Image Retrieval on Real-life Images with Pre-trained Vision-and-Language Models
This work addresses the limitation of composed image retrieval to narrow domains like fashion by enabling it on open-domain, real-life images, which is an incremental advancement for computer vision and language understanding.
The authors tackled the problem of composed image retrieval on complex, real-life images by introducing the CIRR dataset and proposing CIRPLANT, a transformer-based model that outperforms existing methods on open-domain images while matching state-of-the-art on narrow datasets.

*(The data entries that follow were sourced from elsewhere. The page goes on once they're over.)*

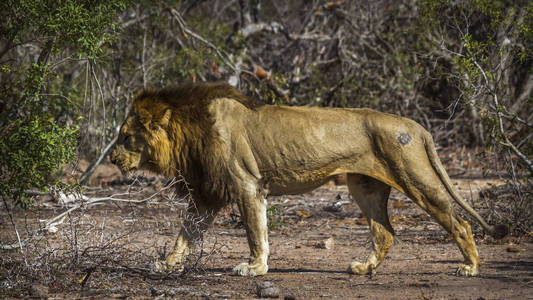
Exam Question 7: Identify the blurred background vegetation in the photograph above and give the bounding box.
[0,0,533,232]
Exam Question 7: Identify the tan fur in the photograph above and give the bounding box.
[111,83,505,276]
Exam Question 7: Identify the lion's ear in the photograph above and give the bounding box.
[157,108,172,128]
[137,108,152,128]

We extend the task of composed image retrieval, where an input query consists of an image and short textual description of how to modify the image. Existing methods have only been applied to non-complex images within narrow domains, such as fashion products, thereby limiting the scope of study on in-depth visual reasoning in rich image and language contexts. To address this issue, we collect the Compose Image Retrieval on Real-life images (CIRR) dataset, which consists of over 36,000 pairs of crowd-sourced, open-domain images with human-generated modifying text. To extend current methods to the open-domain, we propose CIRPLANT, a transformer based model that leverages rich pre-trained vision-and-language (V&L) knowledge for modifying visual features conditioned on natural language. Retrieval is then done by nearest neighbor lookup on the modified features. We demonstrate that with a relatively simple architecture, CIRPLANT outperforms existing methods on open-domain images, while matching state-of-the-art accuracy on the existing narrow datasets, such as fashion. Together with the release of CIRR, we believe this work will inspire further research on composed image retrieval.